Incident on 2020-09-21 - Some cloud-platform components destroyed
Key events
- First detected 2020-09-21 18:27
- Incident declared 2020-09-21 18:40
- Repaired 2020-09-21 19:05
- Resolved 2020-09-21 21:41
Time to repair: 0h 38m
Time to resolve: 3h 14m
Identified: Some components of our production kubernetes cluster (live-1) were accidentally deleted, this caused some services running on cloud-platform gone down.
Impact:
- Some users could not access services running on the Cloud Platform.
- Prometheus/alertmanager/grafana is not accessible.
- kibana is not accessible.
- Cannot create new certificates.
Context:
- Test cluster deletion script triggered to delete a test cluster, kube context incorrectly targeted the live-1 cluster and deleted some cloud-platform components.
- Components include default ingress-controller, prometheus-operator, logging, cert-manager, kiam and external-dns. As ingress-controller gone down some users could not access services running on the Cloud Platform.
- Formbuilder services not accessible even after ingress-controller is restored.
- Timeline: Timeline for the incident.
- Slack thread: Slack thread for the incident.
Resolution:
- Team prioritised to restore default ingress controller, ingress-controller has a dependency of external-dns to update route53 records with new NLB and kiam for providing AWSAssumeRole for external-dns, these components (ingress-controller, external-dns and kiam) got restored successfully.
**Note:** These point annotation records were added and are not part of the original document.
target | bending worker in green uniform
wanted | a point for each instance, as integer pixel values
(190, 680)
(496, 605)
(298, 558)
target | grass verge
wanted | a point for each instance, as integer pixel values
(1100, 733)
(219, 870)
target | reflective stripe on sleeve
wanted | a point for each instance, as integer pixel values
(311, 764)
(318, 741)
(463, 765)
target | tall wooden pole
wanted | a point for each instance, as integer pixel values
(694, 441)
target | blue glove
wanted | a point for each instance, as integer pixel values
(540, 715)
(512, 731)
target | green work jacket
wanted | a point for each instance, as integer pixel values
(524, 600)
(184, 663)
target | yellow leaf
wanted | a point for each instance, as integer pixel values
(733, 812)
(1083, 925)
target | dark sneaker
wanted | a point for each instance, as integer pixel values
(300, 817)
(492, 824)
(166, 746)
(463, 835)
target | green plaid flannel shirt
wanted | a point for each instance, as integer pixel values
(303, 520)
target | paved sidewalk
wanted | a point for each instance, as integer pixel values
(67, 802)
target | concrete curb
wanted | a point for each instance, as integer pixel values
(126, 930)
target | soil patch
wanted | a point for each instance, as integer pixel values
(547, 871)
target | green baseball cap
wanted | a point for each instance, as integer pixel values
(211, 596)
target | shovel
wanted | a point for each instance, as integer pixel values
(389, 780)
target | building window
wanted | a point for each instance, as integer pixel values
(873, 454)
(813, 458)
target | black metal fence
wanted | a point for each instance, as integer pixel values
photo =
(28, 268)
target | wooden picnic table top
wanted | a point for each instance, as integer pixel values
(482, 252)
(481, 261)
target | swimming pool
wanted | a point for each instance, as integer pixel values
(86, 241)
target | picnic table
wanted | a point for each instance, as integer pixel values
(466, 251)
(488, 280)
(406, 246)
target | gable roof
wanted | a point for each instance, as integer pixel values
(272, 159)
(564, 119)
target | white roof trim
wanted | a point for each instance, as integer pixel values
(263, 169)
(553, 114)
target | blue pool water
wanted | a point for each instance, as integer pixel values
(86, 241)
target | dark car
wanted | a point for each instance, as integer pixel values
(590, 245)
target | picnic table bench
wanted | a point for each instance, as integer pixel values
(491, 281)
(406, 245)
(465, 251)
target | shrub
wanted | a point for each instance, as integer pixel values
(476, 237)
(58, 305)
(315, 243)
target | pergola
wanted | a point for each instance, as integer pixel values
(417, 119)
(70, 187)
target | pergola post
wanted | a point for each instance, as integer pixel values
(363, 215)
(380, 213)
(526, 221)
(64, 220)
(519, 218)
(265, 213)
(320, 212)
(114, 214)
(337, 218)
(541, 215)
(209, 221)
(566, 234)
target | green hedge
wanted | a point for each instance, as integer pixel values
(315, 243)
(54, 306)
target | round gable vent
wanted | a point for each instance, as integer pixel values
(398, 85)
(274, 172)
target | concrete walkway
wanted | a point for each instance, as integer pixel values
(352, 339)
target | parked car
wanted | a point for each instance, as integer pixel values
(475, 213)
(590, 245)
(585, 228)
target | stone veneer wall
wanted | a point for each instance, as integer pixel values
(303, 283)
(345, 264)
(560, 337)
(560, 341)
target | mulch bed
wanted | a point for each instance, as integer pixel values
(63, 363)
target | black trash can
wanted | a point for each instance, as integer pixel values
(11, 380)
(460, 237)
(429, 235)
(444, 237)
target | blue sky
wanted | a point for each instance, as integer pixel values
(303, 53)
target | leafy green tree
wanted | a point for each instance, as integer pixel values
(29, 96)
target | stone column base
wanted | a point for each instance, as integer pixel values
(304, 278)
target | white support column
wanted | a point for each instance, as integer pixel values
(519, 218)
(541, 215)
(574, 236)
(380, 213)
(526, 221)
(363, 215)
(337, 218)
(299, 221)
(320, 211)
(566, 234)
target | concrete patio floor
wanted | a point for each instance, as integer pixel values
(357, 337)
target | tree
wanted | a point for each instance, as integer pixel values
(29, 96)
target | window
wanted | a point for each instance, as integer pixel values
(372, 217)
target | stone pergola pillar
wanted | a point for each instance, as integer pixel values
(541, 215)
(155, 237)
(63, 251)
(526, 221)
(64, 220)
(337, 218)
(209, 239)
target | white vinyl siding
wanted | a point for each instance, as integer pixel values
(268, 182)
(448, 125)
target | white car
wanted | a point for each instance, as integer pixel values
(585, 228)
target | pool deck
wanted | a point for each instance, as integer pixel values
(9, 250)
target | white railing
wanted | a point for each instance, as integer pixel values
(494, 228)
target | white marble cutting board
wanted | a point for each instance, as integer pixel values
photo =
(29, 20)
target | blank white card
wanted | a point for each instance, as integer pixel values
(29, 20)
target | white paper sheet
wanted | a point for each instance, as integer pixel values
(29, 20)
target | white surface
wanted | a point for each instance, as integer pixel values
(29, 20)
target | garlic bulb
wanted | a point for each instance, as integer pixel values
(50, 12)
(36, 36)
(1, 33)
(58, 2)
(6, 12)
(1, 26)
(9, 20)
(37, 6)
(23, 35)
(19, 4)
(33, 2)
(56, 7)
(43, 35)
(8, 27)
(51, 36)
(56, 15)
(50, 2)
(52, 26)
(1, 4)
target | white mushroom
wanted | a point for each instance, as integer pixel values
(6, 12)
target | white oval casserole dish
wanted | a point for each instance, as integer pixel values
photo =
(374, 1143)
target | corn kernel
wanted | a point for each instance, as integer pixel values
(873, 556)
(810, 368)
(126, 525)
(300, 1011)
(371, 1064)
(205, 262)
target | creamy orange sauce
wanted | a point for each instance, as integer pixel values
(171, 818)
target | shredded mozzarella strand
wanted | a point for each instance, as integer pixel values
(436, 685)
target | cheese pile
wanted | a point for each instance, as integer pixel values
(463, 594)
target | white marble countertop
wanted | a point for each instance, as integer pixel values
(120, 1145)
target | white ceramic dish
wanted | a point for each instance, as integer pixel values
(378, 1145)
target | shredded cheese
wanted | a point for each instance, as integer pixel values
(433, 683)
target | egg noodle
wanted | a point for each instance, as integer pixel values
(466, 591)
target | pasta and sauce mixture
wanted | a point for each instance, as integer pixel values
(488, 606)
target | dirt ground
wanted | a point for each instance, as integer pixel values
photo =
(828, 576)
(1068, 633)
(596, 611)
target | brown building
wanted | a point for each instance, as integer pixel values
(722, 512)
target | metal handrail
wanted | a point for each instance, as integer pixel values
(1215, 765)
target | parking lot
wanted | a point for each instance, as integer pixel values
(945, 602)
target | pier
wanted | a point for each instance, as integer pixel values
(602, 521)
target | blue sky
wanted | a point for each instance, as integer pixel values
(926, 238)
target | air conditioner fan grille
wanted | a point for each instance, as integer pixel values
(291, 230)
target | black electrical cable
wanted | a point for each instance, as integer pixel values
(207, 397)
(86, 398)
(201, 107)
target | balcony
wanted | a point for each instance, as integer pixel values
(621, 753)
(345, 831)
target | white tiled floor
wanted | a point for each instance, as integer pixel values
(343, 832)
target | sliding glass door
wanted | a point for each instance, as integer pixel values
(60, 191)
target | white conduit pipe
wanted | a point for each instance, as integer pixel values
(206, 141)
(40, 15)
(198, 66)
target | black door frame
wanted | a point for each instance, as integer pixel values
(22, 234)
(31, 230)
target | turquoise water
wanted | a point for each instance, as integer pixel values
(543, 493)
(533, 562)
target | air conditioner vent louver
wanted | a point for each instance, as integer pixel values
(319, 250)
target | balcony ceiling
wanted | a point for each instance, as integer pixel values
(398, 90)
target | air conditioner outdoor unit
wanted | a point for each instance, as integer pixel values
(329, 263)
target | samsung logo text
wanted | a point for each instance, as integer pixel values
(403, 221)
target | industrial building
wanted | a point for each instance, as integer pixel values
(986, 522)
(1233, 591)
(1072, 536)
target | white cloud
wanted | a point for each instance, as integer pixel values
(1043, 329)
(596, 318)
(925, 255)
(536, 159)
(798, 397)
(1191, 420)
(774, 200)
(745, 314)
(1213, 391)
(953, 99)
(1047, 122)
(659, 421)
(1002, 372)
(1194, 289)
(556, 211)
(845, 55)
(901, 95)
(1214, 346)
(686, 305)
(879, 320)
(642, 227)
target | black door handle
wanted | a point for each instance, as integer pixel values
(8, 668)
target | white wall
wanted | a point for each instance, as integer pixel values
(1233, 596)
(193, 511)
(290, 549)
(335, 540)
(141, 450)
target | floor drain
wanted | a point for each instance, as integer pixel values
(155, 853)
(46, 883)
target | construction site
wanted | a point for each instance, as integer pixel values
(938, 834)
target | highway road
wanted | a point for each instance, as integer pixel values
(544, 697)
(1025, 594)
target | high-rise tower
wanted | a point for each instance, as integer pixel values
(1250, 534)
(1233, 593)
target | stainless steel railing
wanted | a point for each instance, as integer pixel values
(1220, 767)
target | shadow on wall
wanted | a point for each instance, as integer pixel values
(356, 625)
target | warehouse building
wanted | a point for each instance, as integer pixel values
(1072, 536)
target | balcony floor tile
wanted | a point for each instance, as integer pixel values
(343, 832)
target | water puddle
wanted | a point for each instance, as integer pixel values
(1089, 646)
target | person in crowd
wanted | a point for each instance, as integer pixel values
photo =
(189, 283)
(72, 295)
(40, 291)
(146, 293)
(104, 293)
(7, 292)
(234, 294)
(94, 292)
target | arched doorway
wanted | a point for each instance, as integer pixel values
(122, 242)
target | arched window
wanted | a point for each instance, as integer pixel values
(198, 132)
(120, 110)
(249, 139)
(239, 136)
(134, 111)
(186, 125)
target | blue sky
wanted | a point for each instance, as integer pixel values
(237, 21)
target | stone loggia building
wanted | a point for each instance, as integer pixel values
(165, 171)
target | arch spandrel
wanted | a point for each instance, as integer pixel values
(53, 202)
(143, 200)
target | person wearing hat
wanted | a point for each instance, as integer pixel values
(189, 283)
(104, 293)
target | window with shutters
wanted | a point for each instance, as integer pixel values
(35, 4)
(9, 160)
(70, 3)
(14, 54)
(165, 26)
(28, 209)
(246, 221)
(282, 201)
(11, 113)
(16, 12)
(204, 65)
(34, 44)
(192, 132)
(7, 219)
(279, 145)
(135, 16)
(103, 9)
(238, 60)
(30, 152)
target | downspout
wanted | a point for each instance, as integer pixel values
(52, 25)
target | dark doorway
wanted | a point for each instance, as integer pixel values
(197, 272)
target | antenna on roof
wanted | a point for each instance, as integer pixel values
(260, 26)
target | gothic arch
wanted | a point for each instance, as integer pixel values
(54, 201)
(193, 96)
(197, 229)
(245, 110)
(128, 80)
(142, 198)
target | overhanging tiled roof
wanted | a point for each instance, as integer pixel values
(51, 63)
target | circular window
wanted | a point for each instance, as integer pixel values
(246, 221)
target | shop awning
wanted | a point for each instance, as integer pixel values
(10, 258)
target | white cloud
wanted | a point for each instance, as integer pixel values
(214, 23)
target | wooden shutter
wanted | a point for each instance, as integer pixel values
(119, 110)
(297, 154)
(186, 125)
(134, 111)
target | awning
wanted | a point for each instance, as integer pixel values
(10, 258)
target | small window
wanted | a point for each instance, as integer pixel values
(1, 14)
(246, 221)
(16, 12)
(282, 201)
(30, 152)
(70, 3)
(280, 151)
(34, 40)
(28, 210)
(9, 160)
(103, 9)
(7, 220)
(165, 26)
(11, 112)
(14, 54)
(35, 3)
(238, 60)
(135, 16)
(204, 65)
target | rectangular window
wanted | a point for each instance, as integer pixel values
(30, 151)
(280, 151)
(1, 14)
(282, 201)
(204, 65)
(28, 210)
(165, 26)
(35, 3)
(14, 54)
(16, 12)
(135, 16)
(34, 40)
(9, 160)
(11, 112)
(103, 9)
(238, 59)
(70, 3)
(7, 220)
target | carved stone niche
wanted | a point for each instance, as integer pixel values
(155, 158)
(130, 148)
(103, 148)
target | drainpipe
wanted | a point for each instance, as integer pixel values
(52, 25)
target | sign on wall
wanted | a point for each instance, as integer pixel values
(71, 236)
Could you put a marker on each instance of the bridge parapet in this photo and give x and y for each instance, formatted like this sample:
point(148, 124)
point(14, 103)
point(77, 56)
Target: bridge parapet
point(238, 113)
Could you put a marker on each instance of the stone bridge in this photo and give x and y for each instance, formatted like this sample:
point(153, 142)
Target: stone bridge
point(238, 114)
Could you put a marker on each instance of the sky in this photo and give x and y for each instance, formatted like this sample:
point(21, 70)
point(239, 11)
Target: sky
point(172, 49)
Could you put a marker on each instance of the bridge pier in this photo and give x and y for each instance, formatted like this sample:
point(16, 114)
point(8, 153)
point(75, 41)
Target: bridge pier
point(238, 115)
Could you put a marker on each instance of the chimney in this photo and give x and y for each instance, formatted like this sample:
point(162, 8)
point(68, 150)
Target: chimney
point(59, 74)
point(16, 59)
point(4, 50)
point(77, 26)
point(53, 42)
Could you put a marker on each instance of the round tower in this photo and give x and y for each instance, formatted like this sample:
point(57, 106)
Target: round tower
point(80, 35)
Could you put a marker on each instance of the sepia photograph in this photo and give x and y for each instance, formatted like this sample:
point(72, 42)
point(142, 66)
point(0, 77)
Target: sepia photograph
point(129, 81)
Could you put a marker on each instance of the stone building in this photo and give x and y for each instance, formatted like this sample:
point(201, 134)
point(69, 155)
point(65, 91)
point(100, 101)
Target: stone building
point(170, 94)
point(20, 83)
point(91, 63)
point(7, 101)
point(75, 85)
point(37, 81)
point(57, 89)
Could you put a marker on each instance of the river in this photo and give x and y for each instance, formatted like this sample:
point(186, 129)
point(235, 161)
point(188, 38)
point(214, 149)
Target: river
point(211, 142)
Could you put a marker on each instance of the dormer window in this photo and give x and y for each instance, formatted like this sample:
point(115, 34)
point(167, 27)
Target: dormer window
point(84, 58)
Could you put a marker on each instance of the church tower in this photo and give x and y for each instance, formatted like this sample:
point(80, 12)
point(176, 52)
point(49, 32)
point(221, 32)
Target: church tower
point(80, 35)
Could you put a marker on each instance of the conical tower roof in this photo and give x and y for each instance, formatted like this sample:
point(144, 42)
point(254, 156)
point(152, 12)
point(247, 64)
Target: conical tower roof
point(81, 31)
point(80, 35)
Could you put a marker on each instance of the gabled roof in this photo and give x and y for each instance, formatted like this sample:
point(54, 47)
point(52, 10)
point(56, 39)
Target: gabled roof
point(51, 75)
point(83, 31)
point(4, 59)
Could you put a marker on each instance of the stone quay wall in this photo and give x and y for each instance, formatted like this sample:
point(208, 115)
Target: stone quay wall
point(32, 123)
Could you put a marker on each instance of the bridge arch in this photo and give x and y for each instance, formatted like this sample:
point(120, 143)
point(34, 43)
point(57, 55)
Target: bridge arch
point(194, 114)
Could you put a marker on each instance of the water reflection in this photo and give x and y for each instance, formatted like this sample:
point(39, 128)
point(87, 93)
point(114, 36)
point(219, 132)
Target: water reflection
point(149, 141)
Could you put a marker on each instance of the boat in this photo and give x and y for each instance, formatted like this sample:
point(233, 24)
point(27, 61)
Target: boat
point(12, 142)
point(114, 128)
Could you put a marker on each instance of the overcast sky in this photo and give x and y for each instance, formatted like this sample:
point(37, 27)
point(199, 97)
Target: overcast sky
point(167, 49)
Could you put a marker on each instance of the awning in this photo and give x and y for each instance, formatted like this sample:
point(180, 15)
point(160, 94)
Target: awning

Services start to come back up.
- Formbuilder services are still pointing to the old NLB (network load balancer before ingress got replaced), reason for this is route53 TXT records was set incorrect owner field, so external-dns couldn’t update the new NLB information in the A record. Team fixed the owner information in the TXT record, external DNS updated formbuilder route53 records to point to new NLB. Formbuilder services is up and running.
- Team did target apply to restore remaining components.
- Apply pipleine run to restore all the certificates, servicemonitors and prometheus-rules from the environment repository.